Hyatt Ziva Puerto Vallarta

This time, we’re bringing my niece with us. We’re all super excited, but I have to say, it’s a little complicated. In order to travel out of the country with a child who is not your own, there are a few important steps you need to take. In case you’re planning on taking a similar trip, here’s what we’ve learned so far. Feel free to chime in if you have anything to add!

1. Get notarized letters of consent

You need to provide a notarized written consent letter from both parents. The letter should look something like this (create your own based on the information you can provide):

To whom it may concern,

I authorize FULL NAME OF CHILD to travel with YOUR NAME(S) during the dates of YOUR DATES to YOUR DESTINATION.

Flight information is as follows:

Date of Departure

Flight: Airline and Flight Number

Departs: City on Date and Time

Arrives: City on Sate and Time

 

Date of Arrival

Flight: Airline and Flight Number

Departs: City on Date and Time

Arrives: City on Sate and Time

 

During this time, if there is a medical emergency, I authorize treatment for FULL NAME OF CHILD

Should there be any questions, please contact Your name and Contact Info.

 

Signed: _________________________________________                        _________________

Name, parent                                                        date

 

Signature of Notary:

Notary Registration Number:

Date:

Affix Notary Seal here:

2. Get copies of the child’s parent’s driver’s licenses

Just in case. More info is better here.

3. Get a copy of the child’s health insurance card.

Again, just in case.

4. Make sure the child has a passport.

If not, make sure she applies for a passport with plenty of time to spare before the trip.

5. Take a look at current country information.

This actually was incredibly unhelpful for me, but it might help you? Take a look here.

Have you ever been outside the country with a child who was not your own? How did it go?

Comments

  1. Similar rules happen even if it’s your own child if you don’t have both parents with you. When I went to Canada with my son, because hisom wasn’t with us, I needed a notarized letter signed by her saying it was OK that I was taking him out if the country.
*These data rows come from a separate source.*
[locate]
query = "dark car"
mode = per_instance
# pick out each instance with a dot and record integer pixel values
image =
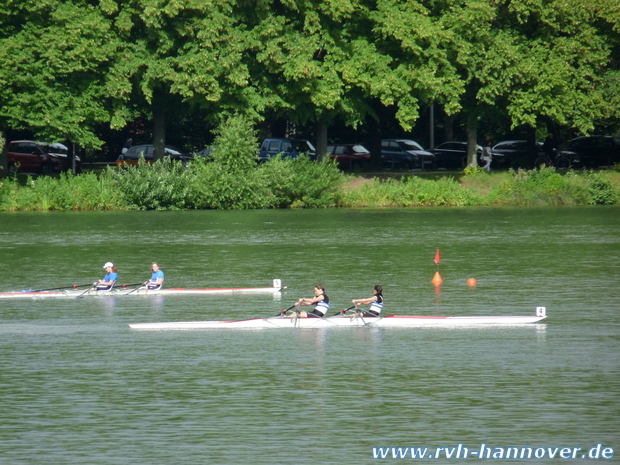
(62, 151)
(515, 154)
(289, 148)
(453, 155)
(26, 156)
(132, 155)
(349, 155)
(592, 151)
(404, 153)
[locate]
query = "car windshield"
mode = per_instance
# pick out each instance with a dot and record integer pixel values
(55, 147)
(410, 145)
(303, 146)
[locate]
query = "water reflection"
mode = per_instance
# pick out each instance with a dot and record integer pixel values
(80, 387)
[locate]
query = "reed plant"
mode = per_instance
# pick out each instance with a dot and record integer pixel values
(302, 183)
(543, 187)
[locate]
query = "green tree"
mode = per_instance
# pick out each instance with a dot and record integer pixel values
(54, 57)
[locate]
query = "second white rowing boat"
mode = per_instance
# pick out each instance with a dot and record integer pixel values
(340, 321)
(72, 293)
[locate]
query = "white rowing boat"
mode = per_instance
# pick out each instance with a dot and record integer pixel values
(346, 321)
(72, 293)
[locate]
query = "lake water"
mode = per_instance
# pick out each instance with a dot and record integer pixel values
(78, 386)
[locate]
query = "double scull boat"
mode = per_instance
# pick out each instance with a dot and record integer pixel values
(69, 293)
(345, 321)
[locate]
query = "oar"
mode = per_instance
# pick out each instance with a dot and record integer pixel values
(75, 286)
(283, 312)
(344, 310)
(140, 287)
(132, 285)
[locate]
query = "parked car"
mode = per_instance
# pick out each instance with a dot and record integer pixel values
(349, 155)
(26, 156)
(514, 154)
(131, 156)
(406, 153)
(289, 148)
(453, 155)
(62, 151)
(592, 151)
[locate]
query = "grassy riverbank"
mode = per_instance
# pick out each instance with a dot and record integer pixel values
(301, 184)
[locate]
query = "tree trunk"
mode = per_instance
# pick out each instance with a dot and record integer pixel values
(374, 142)
(4, 166)
(321, 141)
(472, 137)
(159, 128)
(448, 130)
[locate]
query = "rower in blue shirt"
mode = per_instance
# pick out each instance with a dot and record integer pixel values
(375, 302)
(107, 283)
(320, 302)
(157, 278)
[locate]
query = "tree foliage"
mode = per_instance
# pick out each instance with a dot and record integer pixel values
(67, 66)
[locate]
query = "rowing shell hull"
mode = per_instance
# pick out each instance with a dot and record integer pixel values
(123, 292)
(392, 321)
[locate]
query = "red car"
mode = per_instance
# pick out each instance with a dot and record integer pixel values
(26, 156)
(349, 155)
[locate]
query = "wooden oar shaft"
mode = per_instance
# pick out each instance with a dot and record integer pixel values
(75, 286)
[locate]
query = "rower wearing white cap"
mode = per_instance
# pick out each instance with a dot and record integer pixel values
(107, 283)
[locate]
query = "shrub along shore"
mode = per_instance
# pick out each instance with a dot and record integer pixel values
(281, 183)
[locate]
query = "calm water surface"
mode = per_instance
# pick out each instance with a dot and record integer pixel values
(79, 387)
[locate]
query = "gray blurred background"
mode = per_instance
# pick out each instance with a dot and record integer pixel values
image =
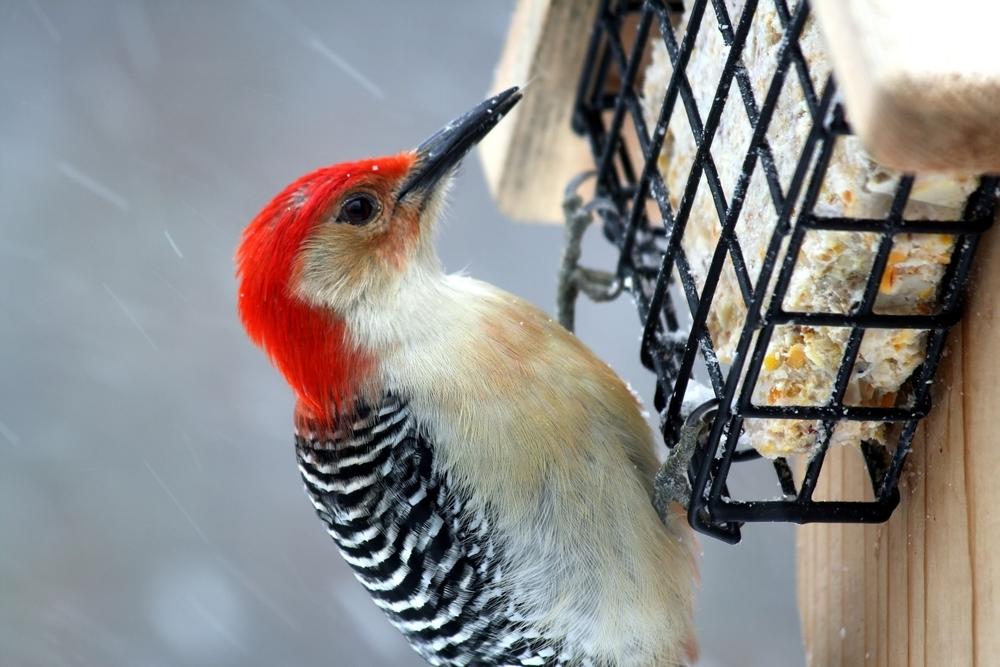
(150, 508)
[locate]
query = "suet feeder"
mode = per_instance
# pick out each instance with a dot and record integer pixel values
(796, 192)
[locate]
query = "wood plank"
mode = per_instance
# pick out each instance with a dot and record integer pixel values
(529, 158)
(921, 80)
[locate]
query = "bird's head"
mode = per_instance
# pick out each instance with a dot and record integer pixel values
(338, 238)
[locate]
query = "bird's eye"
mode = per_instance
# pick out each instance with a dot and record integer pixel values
(359, 209)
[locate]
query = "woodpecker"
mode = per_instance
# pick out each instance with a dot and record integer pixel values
(487, 477)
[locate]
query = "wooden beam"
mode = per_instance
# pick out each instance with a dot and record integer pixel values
(921, 79)
(529, 158)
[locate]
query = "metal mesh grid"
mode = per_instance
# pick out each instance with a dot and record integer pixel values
(651, 253)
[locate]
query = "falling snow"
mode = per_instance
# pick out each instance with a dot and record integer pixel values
(366, 83)
(92, 185)
(130, 316)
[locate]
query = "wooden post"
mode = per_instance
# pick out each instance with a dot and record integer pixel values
(924, 588)
(529, 158)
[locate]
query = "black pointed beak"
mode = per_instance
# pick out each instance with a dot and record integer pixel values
(445, 149)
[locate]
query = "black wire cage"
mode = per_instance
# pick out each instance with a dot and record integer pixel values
(647, 229)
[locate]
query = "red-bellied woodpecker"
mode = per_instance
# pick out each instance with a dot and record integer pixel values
(484, 473)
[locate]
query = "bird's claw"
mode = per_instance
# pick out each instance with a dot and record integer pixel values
(671, 484)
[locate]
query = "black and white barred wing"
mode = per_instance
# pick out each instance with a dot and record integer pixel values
(429, 565)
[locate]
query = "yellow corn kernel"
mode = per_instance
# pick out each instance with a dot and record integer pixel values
(772, 361)
(896, 256)
(796, 356)
(888, 278)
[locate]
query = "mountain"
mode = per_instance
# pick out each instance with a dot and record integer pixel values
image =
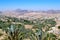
(20, 12)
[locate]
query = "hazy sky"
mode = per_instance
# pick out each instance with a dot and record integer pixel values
(30, 4)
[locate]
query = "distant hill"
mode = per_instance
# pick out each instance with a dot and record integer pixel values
(20, 12)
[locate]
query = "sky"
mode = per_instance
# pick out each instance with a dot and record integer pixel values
(30, 4)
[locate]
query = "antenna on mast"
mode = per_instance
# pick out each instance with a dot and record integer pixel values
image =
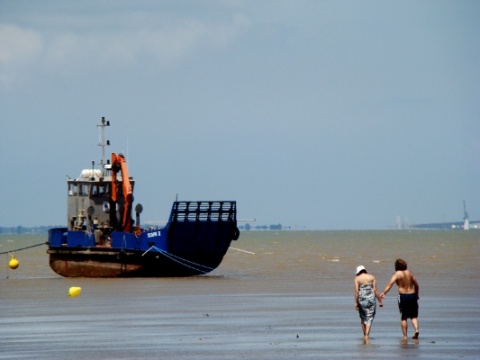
(103, 143)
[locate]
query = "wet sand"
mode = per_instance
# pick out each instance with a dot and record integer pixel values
(290, 296)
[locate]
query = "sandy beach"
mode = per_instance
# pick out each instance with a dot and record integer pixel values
(276, 296)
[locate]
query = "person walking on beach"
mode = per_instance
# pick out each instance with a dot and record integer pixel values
(408, 297)
(365, 299)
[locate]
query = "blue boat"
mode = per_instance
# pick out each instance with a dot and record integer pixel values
(103, 240)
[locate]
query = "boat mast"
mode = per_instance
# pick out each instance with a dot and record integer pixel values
(103, 143)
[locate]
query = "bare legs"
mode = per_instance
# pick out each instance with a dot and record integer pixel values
(366, 331)
(404, 325)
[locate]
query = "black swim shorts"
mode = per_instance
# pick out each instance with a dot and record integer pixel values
(408, 306)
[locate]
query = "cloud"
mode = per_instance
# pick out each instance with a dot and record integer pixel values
(19, 49)
(108, 48)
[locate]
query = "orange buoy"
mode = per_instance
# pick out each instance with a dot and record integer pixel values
(74, 291)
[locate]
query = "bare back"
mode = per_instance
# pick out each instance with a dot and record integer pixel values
(406, 282)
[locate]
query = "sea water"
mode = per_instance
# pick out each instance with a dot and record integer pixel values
(276, 295)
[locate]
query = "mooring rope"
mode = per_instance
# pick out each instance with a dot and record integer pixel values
(181, 261)
(24, 248)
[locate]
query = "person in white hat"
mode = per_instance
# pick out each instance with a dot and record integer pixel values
(366, 295)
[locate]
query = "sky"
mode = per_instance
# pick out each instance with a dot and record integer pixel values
(314, 114)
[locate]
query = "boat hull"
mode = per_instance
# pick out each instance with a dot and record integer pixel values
(194, 242)
(95, 263)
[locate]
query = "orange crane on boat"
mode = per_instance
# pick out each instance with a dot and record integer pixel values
(119, 164)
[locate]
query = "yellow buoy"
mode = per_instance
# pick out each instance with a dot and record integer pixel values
(74, 291)
(13, 264)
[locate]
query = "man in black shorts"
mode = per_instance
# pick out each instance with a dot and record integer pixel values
(408, 297)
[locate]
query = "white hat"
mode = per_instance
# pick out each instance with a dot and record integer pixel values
(360, 268)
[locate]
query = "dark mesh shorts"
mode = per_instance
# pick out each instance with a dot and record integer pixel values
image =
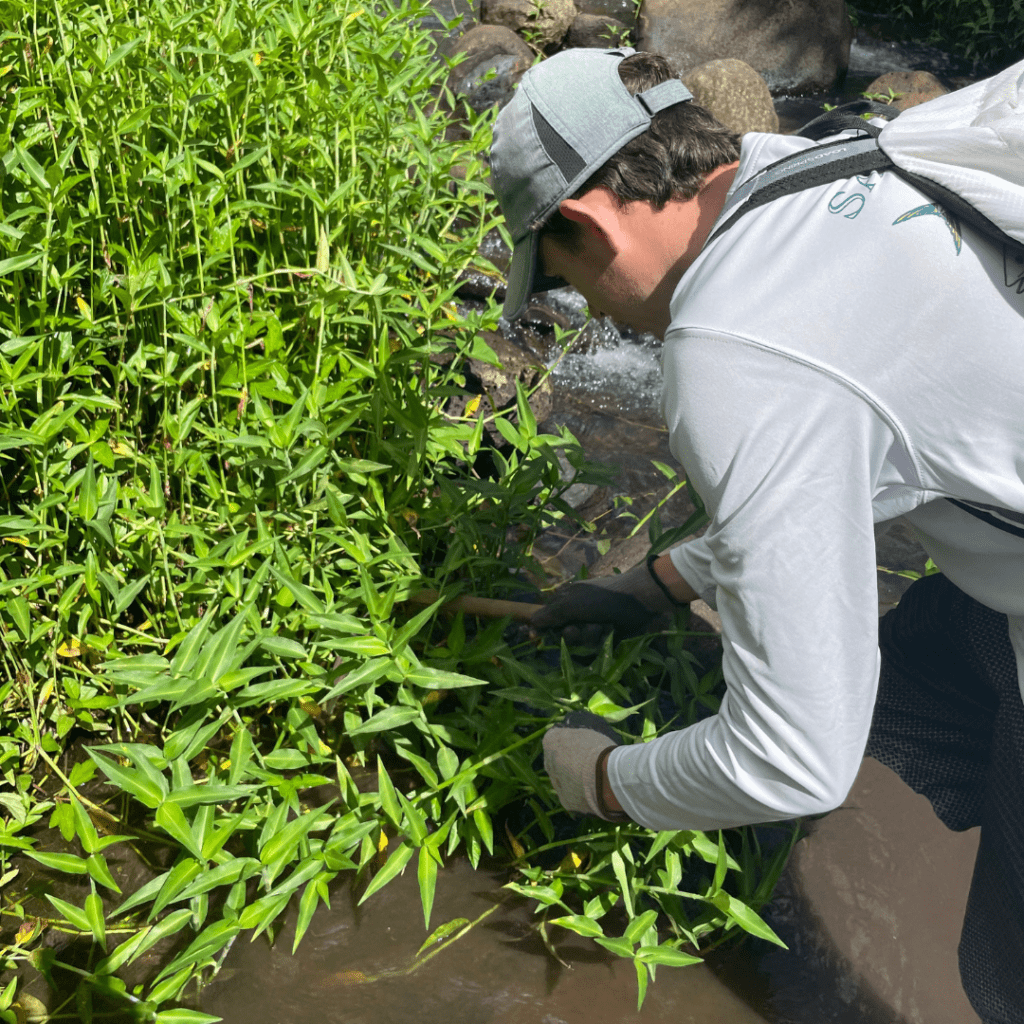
(949, 720)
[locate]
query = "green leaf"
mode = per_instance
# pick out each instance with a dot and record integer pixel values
(67, 863)
(389, 802)
(619, 946)
(94, 914)
(140, 785)
(427, 878)
(288, 839)
(442, 932)
(283, 646)
(641, 970)
(436, 679)
(307, 906)
(100, 871)
(395, 863)
(636, 928)
(300, 592)
(389, 718)
(287, 759)
(171, 818)
(579, 924)
(721, 863)
(745, 918)
(668, 955)
(619, 867)
(121, 52)
(70, 912)
(87, 500)
(181, 1016)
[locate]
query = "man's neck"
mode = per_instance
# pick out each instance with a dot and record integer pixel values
(688, 222)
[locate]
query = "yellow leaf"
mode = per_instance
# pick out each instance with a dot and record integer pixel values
(517, 848)
(571, 862)
(29, 930)
(349, 977)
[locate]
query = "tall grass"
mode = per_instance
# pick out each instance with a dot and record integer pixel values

This is to prevent kidnapping.

  2. If you are a father, this applies to your own children as well. This is only necessary in the US. Other countries don’t assume you may have kidnapped your own children. Fortunately we are aware of this issue and I always bring a notarized document written by my wife as well as her passport when I travel abroad with my children. My wife NEVER encounter this issue entering or departing the US alone with the kids.

  3. Michael says:

    What if your flights are changed?

  4. Shannon says:

    My sister had to do something similar when we took a cruise to Mexico, even though she has full custody of her daughter. It’s a pain and takes extra time, but if it can prevent even one parent heartbreak we’ll gladly go through the steps.

  5. I’ve always taken a letter from my husband when traveling outside of the country with my kids. Nobody has ever looked at it or asked for it! Maybe because like above said, I’m female.

  6. Sounds like it shouldn’t be complicated but I’m sure it can be, depending on the situation. Hope your niece has loads of fun w/her cousins!